Et voilà. Frédéric Taddei est annoncé pour la rentrée sur la chaine d’Etat russe RT France, où il animera quatre émissions par semaine, du lundi au jeudi. Cette arrivée pourrait bien bousculer le jeu, à propos de cette chaine que Emmanuel Macron poursuit de sa vindicte personnelle (mise en demeure du CSA, vote d’une loi sur mesure, journalistes évincés sous des prétextes obliques), depuis qu’elle a diffusé, pendant la campagne présidentielle de 2017, quelques rumeurs sans fondement le concernant.

Même si l’émission-culte de Taddei, Ce soir ou jamais, avait disparu de l’antenne depuis deux ans (sans que Taddei en exprime jamais le moindre regret public), ce transfert est d’abord un gâchis pour la télé d’Etat française, qui n’a pas su le retenir, et laisse les débats intellectuels et politiques aux Ruquier, Consigny, ou Salamé, autant de bouches différentes qui, à quelques bémols près, chantent la même chanson.

C’est ensuite un gâchis pour Taddei lui-même, qui se vend à une chaîne d’Etat étrangère, et pas n’importe laquelle. Une chaîne qui poursuit un objectif politique bien précis : saper l’UE, et l’euro, par tous les moyens. Je ne discute pas ici du bien-fondé de cet objectif. Je dis simplement que c’est dans ce seul but que la Russie déverse ses roubles dans sa chaîne internationale. A cet objectif, chaque rouble doit concourir, directement ou indirectement.
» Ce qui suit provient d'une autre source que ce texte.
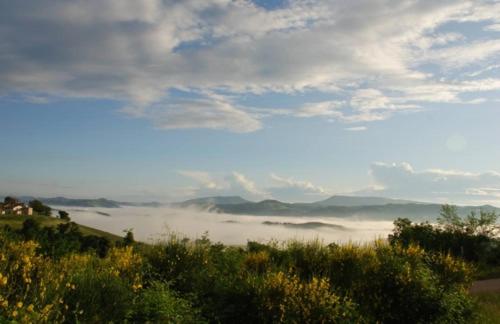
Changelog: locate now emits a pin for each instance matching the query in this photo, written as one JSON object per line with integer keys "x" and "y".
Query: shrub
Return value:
{"x": 287, "y": 299}
{"x": 158, "y": 304}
J’entends d’ici les objections : faisons confiance à Taddei, il a carte blanche, il saura préserver sa liberté. Ce n’est pas la question. Inviter des mal-pensants sur France Télévisions, c’est une transgression. Inviter les mêmes mal-pensants sur RT France, même s’ils y expriment exactement la même mal-pensance dans les mêmes mots, et chacun considérera que c’est Poutine qui parle par leur bouche. On peut faire confiance à l’intelligence politique de Taddei, et à son goût irrépressible de la libre joute : sans doute chaque émission ne servira-t-elle pas directement l’objectif ultime. Mais il nous suffira de savoir qu’elle ne le contrecarre pas, pour en désamorcer la crédibilité.
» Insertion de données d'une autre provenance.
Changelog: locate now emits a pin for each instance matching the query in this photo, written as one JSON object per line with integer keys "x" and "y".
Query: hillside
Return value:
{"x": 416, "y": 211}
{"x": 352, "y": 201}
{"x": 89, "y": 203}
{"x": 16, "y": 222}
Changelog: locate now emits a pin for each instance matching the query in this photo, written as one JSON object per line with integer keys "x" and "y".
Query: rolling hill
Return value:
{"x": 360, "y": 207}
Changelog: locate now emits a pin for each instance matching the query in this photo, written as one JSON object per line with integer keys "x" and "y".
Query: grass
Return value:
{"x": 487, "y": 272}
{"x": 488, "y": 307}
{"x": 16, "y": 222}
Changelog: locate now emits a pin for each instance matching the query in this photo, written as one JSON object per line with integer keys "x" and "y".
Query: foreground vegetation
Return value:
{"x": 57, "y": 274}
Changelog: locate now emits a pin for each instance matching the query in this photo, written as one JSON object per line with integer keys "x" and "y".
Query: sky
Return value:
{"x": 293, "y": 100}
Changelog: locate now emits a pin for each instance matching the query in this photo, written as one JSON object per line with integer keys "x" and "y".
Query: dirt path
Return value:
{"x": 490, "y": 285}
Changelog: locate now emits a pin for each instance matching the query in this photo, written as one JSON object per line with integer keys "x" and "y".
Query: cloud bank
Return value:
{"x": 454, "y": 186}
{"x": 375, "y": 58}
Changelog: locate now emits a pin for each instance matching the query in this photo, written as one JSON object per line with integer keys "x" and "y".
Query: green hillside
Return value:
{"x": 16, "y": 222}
Tout discours, quel qu’il soit, est indissociable de son lieu d’énonciation. Prenons le précédent Jacques Sapir. Sur les méfaits de l’euro pour les peuples européens, chacun -et moi le premier-, au détour des années 2010, écoutions les arguments de Sapir, économiste indépendant, avec d’autant plus d’attention que ces arguments étaient bannis de l’espace médiatique français, cadenassé par les eurolâtres. Nous l’avons plusieurs fois invité, y compris pour un débat mémorable avec Mélenchon. Depuis que le même Sapir s’est enrôlé à RT France, ces mêmes arguments, exactement les mêmes, me sont personnellement inaudibles. L’expert est juge et partie.
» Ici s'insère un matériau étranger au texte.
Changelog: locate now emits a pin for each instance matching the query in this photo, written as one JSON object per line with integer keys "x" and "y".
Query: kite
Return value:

Il peut certes exister de bonnes émissions, des enquêtes fouillées (Cash Investigation), de bons articles, sur des medias contrôlés par des Etats, des industriels, ou la pub. Disons que ce sont les exceptions qui confirment la règle, et accessoirement des soupapes qui permettent la survie du système. Mais ce sont des exceptions. Lors du recrutement de l’Insoumise Raquel Garrido par Ardisson-Bolloré, on entendit, pour la défendre, les mêmes cris : faites confiance à son indépendance ! Attendez ce qu’elle va lui mettre, à Bolloré ! Je me souviens de Gérard Miller, sur notre plateau, me promettant pour très bientôt une charge virulente de Garrido contre le liberticide Bolloré. J’avais alors promis, le cas échéant, de manger mon chapeau. Mon chapeau va très bien, merci.